Conclusões jurídicas e problema político
Tentámos fazer aqui a síntese possível da posição avançada por João Lourenço no Tribunal de Londres. Referimo-nos a João Lourenço e não ao Fundo Soberano, porque, no esquema imperial da presidência da República contido na Constituição angolana, uma decisão deste calibre, envolvendo as personalidades que envolve e os argumentos que são adiantados, responsabiliza antes de todos o presidente da República João Lourenço.
No momento em que escrevemos, não se conhece o resultado do julgamento. Mas, como operários do Direito há mais de 30 anos, deixamos aqui duas reflexões.

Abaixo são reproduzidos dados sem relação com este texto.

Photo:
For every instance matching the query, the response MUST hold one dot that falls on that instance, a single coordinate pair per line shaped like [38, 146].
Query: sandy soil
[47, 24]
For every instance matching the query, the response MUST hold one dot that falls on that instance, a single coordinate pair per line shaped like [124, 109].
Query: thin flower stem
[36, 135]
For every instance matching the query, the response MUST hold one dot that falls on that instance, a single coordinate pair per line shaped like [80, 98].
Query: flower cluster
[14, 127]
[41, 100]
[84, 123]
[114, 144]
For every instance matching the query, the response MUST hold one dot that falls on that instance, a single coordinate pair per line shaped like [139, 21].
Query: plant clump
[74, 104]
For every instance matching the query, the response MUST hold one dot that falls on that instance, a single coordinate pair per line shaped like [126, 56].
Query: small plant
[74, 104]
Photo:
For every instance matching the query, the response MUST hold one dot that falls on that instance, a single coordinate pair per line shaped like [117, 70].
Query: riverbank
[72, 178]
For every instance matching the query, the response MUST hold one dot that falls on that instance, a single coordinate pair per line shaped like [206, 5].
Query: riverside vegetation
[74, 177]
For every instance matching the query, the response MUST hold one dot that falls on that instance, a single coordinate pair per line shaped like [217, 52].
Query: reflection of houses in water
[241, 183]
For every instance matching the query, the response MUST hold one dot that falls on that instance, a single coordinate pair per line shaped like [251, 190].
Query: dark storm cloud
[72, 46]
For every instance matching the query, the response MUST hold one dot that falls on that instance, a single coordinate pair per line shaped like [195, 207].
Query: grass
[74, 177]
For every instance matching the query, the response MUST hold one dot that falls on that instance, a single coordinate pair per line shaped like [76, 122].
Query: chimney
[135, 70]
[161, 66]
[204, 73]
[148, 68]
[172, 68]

Face aos elementos já apresentados no processo londrino, e como forma de conferir força aos argumentos do Governo/Fundo Soberano no mesmo, é estranho que a Procuradoria-Geral da República de Angola não tenha avançado com uma acusação criminal contra Zenú e Jean-Claude Bastos de Morais. Isto era o que faria sentido.
O Direito é um instrumento de resolução de problemas de uma sociedade, mas não é a solução para tudo. O Direito pode contribuir para uma solução, mas, na maior parte das vezes, não resolve sozinho os problemas. Esta consideração surge a propósito da “luta contra a corrupção e impunidade” encetada por João Lourenço. Todos sabemos que a corrupção não era um fenómeno que envolvia uma ou duas pessoas em Angola, mas sim uma característica generalizada da política de Estado de José Eduardo dos Santos: para manter o poder e criar uma oligarquia fiel, permitiu o saque do Tesouro angolano. Ora, João Lourenço, mais dia menos dia, perceberá que tem de pensar politicamente, e se quer realmente combater a corrupção, além dos instrumentos jurídicos, tem de encetar uma verdadeira transição política e encontrar forma de confrontar o passado. Porque, sejamos claros, tanto os desmandos de Isabel dos Santos no Porto do Dande como os de Zenú no Fundo Soberano tiveram um denominador comum: o presidente José Eduardo dos Santos, que tudo autorizou.